Now, the selected teams will have several months to turn their proofs of concept into a minimal viable product and compete for additional seed funding for their product. Many of the teams submitted strong ideas that have a real chance at impacting students and faculty at Penn State or even well beyond college campuses or academia. Here’s a quick rundown on the five finalists:

  • Pathfinder: Pathfinder uses machine learning to identify successful course sign-up patterns. With it, students can select a course and see course “paths”. These paths fulfill prerequisites for the course and aim to improve students’ readiness for their chosen courses. Results will let users know that, for instance, students like them who take BIO 401 average a B-, but those who first take BIO 342 average an A- in the same course.

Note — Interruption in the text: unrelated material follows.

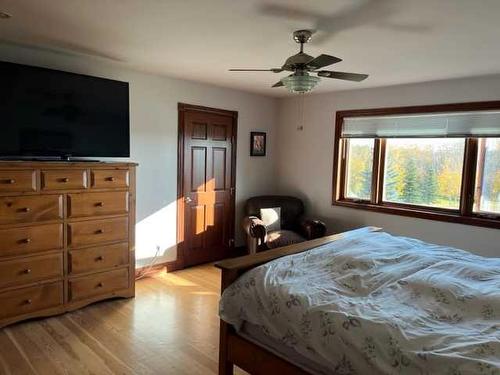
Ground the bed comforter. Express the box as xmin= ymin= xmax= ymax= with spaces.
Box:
xmin=220 ymin=230 xmax=500 ymax=375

This way, the app can guide students through a maze of courses.
  • LionPlanner: LionPlanner also focuses on curriculum planning. It uses student interests and feedback to suggest not only courses, but also clubs and activities. It produces valid registrations and provides warnings and feedback about prerequisites still needed.
  • Aspire: Aspire aims to take a big picture look at not only course selection, but career planning. The basis of its suggestions is data scraped from the internet and submitted by users. Data includes resumes and LinkedIn profiles. The idea is to help users see what courses and career moves will advance them from being students to having their dream jobs.
  • ProFound: ProFound is a slick app that also addresses a real need at many institutions. At many institutions, each department maintains its own faculty directories and bios. As a result, the information they contain is rarely coordinated and often has significant gaps. ProFound combs the web to find information about professors and uses AI to identify which bits of information mean what. The app then builds a bio page and a preview for each identified professor. With it, students can search for professors by specialty, course offerings, academic research, and more.
  • Micro to Macro (FMTM): FMTM uses machine learning to check student text responses. The library system at PSU has built a successful micro-credentialing program to teach research skills. This has created a problem: the responses can take hours to wade through. The idea is to use the app to pre-screen responses that are likely to be irrelevant, spam, or inadequate.

Each of the winning teams was impressive. Their understanding of AI techniques was intelligent and thorough. Their applications were serious and useful. We chose them for their good ideas, exhibited ability to execute and clear paths forward for both features and user experience. It will be exciting to see what they cook up in the next few months-and we’ll keep you posted on their progress.